We take a unique approach to the study of renal transport of the broad chemical classes of compounds referred to as ‘organic anions’ ‘and organic cations’ involves. Recognizing that the renal proximal tubule can coexpress a large number of transporters with overlapping specificity for these compounds, we first study the activity of individual cloned transporters in heterologous expression systems, and then use the data so obtained to design studies employing isolated single renal tubule segments.

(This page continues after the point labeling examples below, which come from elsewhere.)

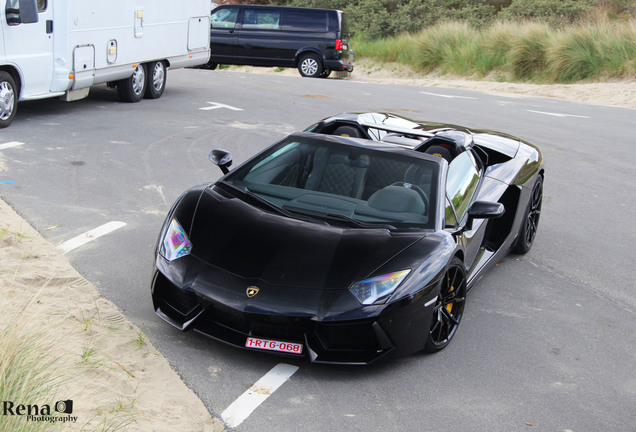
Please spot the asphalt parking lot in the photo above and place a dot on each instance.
(547, 341)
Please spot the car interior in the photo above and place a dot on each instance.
(366, 185)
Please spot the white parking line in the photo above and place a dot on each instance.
(89, 236)
(242, 407)
(216, 105)
(448, 96)
(10, 145)
(557, 114)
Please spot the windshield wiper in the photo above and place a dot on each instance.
(280, 210)
(338, 216)
(256, 197)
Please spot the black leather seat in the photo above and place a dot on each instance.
(338, 173)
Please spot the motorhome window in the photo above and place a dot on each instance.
(224, 18)
(305, 20)
(261, 19)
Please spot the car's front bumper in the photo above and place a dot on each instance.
(397, 328)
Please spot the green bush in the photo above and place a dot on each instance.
(575, 55)
(447, 46)
(554, 12)
(528, 51)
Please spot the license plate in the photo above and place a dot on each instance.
(288, 347)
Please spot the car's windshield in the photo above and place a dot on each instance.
(326, 179)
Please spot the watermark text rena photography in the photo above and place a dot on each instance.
(59, 412)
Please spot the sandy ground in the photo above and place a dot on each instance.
(115, 377)
(616, 93)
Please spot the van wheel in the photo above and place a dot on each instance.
(8, 99)
(310, 65)
(155, 80)
(132, 89)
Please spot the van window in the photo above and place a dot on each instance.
(305, 20)
(261, 18)
(224, 18)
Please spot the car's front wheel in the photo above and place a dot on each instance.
(528, 230)
(132, 89)
(449, 307)
(8, 99)
(310, 65)
(155, 80)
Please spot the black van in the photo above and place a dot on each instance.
(313, 40)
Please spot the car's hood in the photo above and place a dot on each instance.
(255, 244)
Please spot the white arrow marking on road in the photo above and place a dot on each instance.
(242, 407)
(10, 145)
(88, 236)
(448, 96)
(216, 105)
(557, 114)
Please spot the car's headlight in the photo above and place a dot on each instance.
(378, 289)
(175, 243)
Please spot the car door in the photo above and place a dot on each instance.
(260, 41)
(30, 47)
(462, 184)
(223, 33)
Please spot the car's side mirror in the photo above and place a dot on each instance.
(484, 210)
(221, 158)
(26, 14)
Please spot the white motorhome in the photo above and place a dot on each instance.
(51, 48)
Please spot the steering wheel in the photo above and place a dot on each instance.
(417, 189)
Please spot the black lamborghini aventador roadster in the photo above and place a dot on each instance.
(352, 241)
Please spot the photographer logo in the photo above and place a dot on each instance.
(59, 412)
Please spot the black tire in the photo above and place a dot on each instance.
(156, 80)
(449, 307)
(132, 89)
(8, 99)
(528, 229)
(310, 65)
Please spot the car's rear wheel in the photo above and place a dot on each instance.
(528, 230)
(132, 89)
(8, 99)
(449, 307)
(156, 80)
(310, 65)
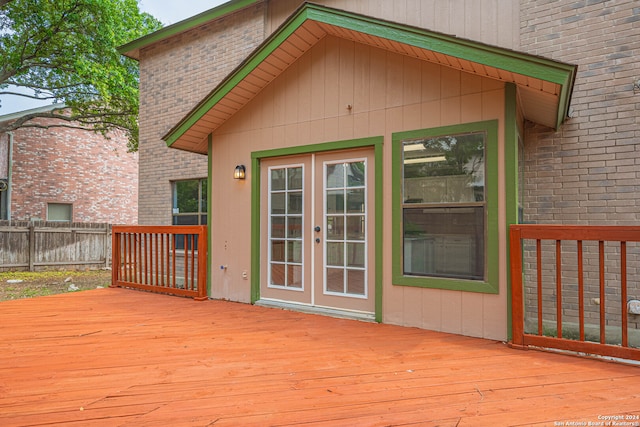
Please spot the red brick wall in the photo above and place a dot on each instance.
(63, 165)
(175, 75)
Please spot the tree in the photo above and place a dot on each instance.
(66, 51)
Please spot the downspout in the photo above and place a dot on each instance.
(9, 169)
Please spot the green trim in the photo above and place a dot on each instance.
(491, 285)
(511, 160)
(233, 79)
(182, 26)
(508, 60)
(257, 156)
(520, 63)
(209, 209)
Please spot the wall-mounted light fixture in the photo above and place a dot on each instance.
(239, 173)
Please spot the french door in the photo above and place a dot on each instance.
(317, 227)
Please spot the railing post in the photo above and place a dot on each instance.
(202, 264)
(517, 304)
(115, 258)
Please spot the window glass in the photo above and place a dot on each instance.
(443, 211)
(189, 206)
(190, 202)
(59, 212)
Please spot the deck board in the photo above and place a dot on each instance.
(117, 357)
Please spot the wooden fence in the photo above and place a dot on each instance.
(163, 259)
(573, 286)
(39, 245)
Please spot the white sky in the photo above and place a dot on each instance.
(166, 11)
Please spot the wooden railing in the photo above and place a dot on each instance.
(571, 286)
(163, 259)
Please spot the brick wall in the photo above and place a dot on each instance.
(63, 165)
(191, 65)
(587, 172)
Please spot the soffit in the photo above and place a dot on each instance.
(544, 86)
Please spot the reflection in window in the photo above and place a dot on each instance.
(345, 221)
(444, 206)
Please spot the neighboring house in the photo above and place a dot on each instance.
(388, 146)
(66, 174)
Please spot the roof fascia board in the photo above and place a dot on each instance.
(508, 60)
(182, 26)
(250, 64)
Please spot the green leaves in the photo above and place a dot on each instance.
(66, 51)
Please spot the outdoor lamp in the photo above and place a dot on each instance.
(239, 172)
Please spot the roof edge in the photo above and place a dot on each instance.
(517, 62)
(132, 49)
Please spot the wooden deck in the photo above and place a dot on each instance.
(118, 357)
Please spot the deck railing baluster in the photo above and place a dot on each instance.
(559, 288)
(623, 293)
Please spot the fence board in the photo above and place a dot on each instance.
(37, 246)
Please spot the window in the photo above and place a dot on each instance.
(286, 196)
(445, 218)
(59, 212)
(190, 202)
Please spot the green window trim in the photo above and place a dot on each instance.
(490, 284)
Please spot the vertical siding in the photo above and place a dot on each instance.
(175, 74)
(389, 93)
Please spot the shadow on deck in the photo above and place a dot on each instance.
(117, 357)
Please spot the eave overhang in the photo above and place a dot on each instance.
(132, 49)
(544, 85)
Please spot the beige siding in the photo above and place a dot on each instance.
(308, 104)
(495, 22)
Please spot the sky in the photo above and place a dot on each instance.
(166, 11)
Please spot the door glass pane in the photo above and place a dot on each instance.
(277, 274)
(278, 181)
(294, 178)
(355, 227)
(277, 203)
(355, 201)
(345, 257)
(335, 253)
(277, 250)
(294, 276)
(294, 227)
(335, 227)
(335, 175)
(295, 203)
(355, 174)
(355, 255)
(445, 242)
(335, 201)
(285, 227)
(356, 282)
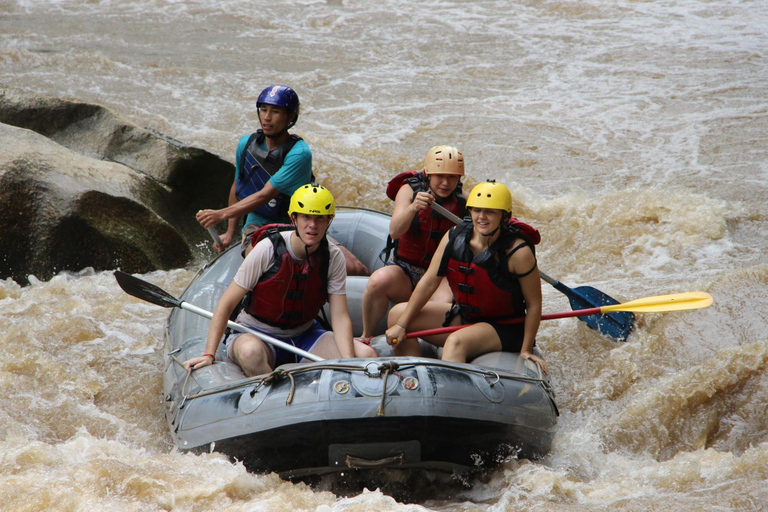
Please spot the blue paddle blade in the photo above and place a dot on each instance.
(617, 325)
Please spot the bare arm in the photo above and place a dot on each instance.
(520, 262)
(239, 208)
(342, 325)
(406, 209)
(231, 298)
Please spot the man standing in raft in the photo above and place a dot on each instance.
(289, 275)
(490, 264)
(417, 230)
(269, 166)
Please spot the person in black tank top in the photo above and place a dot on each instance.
(491, 269)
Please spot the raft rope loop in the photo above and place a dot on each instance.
(386, 367)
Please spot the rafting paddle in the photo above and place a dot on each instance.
(655, 304)
(147, 291)
(617, 325)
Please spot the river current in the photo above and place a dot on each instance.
(631, 133)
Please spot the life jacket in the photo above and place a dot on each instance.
(257, 166)
(482, 285)
(419, 243)
(289, 293)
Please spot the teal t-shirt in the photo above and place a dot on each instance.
(295, 172)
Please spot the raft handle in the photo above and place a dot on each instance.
(360, 463)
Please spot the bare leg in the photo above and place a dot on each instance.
(432, 315)
(387, 284)
(252, 355)
(443, 293)
(469, 342)
(326, 348)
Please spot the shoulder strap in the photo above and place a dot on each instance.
(242, 154)
(453, 234)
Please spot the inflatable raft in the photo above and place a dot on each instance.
(351, 414)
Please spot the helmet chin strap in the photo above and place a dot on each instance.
(504, 218)
(306, 245)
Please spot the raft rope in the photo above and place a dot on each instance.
(389, 366)
(386, 367)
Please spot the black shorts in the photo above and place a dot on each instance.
(511, 335)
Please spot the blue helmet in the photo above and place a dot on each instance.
(281, 96)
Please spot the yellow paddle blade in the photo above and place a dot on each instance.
(661, 303)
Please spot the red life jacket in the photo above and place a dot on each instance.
(289, 293)
(417, 245)
(482, 285)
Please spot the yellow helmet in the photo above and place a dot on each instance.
(490, 195)
(312, 199)
(444, 160)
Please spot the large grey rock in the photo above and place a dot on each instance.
(79, 187)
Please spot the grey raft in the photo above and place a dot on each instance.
(338, 415)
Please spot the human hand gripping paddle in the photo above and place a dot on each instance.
(214, 234)
(655, 304)
(147, 291)
(617, 324)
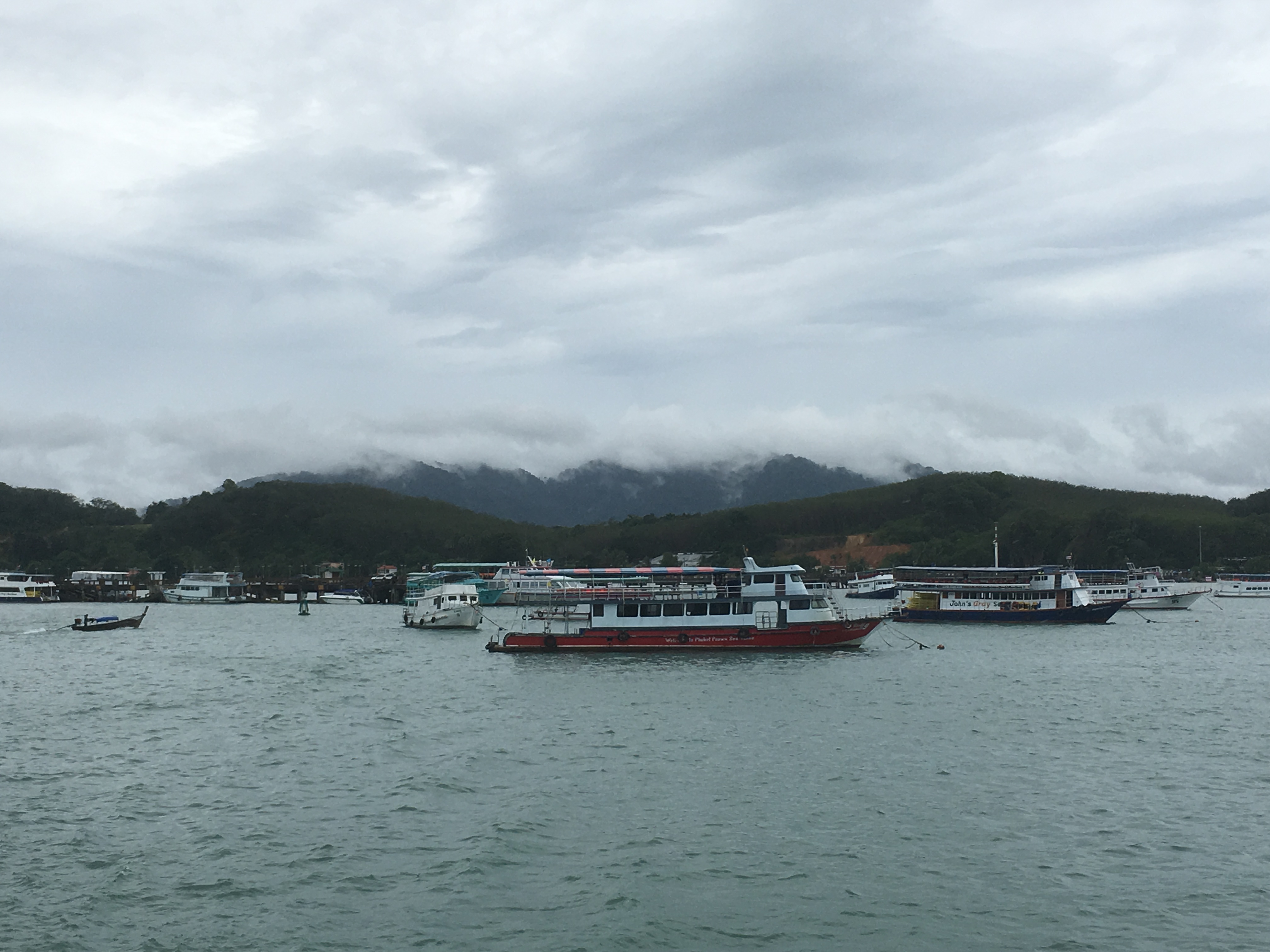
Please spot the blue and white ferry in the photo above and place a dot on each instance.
(1044, 593)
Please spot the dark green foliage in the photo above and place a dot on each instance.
(44, 530)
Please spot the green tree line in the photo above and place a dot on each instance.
(944, 520)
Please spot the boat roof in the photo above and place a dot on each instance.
(632, 570)
(985, 569)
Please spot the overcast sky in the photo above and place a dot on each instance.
(247, 238)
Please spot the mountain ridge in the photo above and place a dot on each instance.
(600, 490)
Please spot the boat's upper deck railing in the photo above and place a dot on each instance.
(626, 593)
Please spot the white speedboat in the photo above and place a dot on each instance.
(208, 589)
(1243, 587)
(441, 601)
(1145, 588)
(27, 588)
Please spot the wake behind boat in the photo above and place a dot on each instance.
(684, 610)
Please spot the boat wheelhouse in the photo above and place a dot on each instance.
(1145, 588)
(27, 588)
(1046, 593)
(1240, 586)
(441, 601)
(483, 577)
(683, 610)
(208, 589)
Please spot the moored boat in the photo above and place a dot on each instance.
(1243, 586)
(688, 610)
(27, 588)
(1145, 588)
(870, 586)
(441, 601)
(1032, 596)
(208, 589)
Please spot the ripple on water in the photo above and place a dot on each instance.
(255, 780)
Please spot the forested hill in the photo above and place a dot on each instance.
(944, 520)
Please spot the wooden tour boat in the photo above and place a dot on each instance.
(108, 622)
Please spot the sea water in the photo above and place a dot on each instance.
(244, 779)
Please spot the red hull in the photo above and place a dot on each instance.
(822, 635)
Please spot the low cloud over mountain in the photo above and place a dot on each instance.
(603, 490)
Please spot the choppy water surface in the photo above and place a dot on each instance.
(239, 777)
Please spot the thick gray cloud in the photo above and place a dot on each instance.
(980, 235)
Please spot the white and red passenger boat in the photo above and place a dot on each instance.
(684, 610)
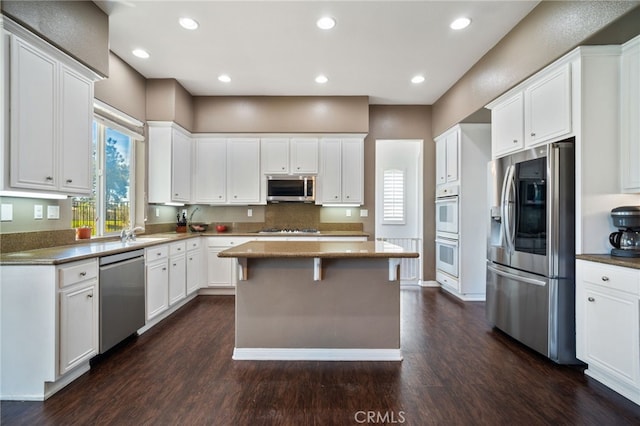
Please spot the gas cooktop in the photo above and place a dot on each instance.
(289, 231)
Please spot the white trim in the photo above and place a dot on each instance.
(315, 354)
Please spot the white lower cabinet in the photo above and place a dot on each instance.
(177, 272)
(194, 265)
(79, 329)
(607, 325)
(157, 277)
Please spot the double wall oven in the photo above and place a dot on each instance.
(447, 224)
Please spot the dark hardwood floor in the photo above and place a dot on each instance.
(456, 371)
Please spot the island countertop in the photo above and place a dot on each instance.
(317, 249)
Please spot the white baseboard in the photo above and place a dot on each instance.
(316, 354)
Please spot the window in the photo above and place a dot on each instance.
(393, 199)
(110, 208)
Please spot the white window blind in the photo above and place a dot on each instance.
(393, 198)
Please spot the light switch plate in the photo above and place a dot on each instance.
(53, 212)
(38, 211)
(6, 212)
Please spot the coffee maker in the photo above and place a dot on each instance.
(626, 241)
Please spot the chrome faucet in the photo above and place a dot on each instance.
(129, 234)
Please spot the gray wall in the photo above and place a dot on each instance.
(281, 114)
(403, 122)
(552, 29)
(79, 28)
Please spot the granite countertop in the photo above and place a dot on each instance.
(319, 249)
(95, 248)
(626, 262)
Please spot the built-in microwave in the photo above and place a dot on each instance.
(291, 188)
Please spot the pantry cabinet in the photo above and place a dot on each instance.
(630, 117)
(50, 89)
(341, 180)
(169, 163)
(607, 325)
(447, 146)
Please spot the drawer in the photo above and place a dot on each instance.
(177, 248)
(227, 241)
(156, 252)
(77, 272)
(613, 277)
(194, 243)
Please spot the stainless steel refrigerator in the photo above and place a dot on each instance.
(531, 249)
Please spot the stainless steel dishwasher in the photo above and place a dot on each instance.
(122, 297)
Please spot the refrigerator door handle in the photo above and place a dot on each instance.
(516, 277)
(507, 210)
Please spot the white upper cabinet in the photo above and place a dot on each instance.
(210, 170)
(275, 155)
(630, 117)
(289, 156)
(342, 174)
(507, 126)
(304, 155)
(51, 116)
(169, 163)
(447, 146)
(548, 107)
(243, 171)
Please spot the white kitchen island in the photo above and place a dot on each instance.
(318, 300)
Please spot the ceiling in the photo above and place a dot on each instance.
(273, 48)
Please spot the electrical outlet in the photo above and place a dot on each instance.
(53, 212)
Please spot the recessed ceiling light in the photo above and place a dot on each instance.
(326, 23)
(140, 53)
(188, 23)
(460, 23)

This approach has permitted development of a a map of the functional distribution of individual transport proteins along the length of the proximal tubule, and an understanding of the relative role played by selected transport proteins in the overall secretion of selected drugs and toxins. In addition, we employ computational methods to develop quantitative structure activity relationships (QSARs) of the molecular determinants of substrate interaction with selected transport proteins, and are combining the information gained from this approach to parallel efforts to models of the 3D structure of these proteins.

The kidney plays a central role in clearing from the body toxic metabolites and xenobiotic compounds. This function is achieved through the concerted activity of a suite of transport proteins. However, these transport processes are also the site of dangerous drug interactions and can serve as avenues of entry into kidney cells of chemicals that can exert nephrotoxicity. Our studies are directed toward development of predictive models of drug and toxicant interaction with specific transport proteins, placed into the context of a map of their functional distribution within the kidney. These results are contributing to the design and application of drugs to treat a vast array of human diseases.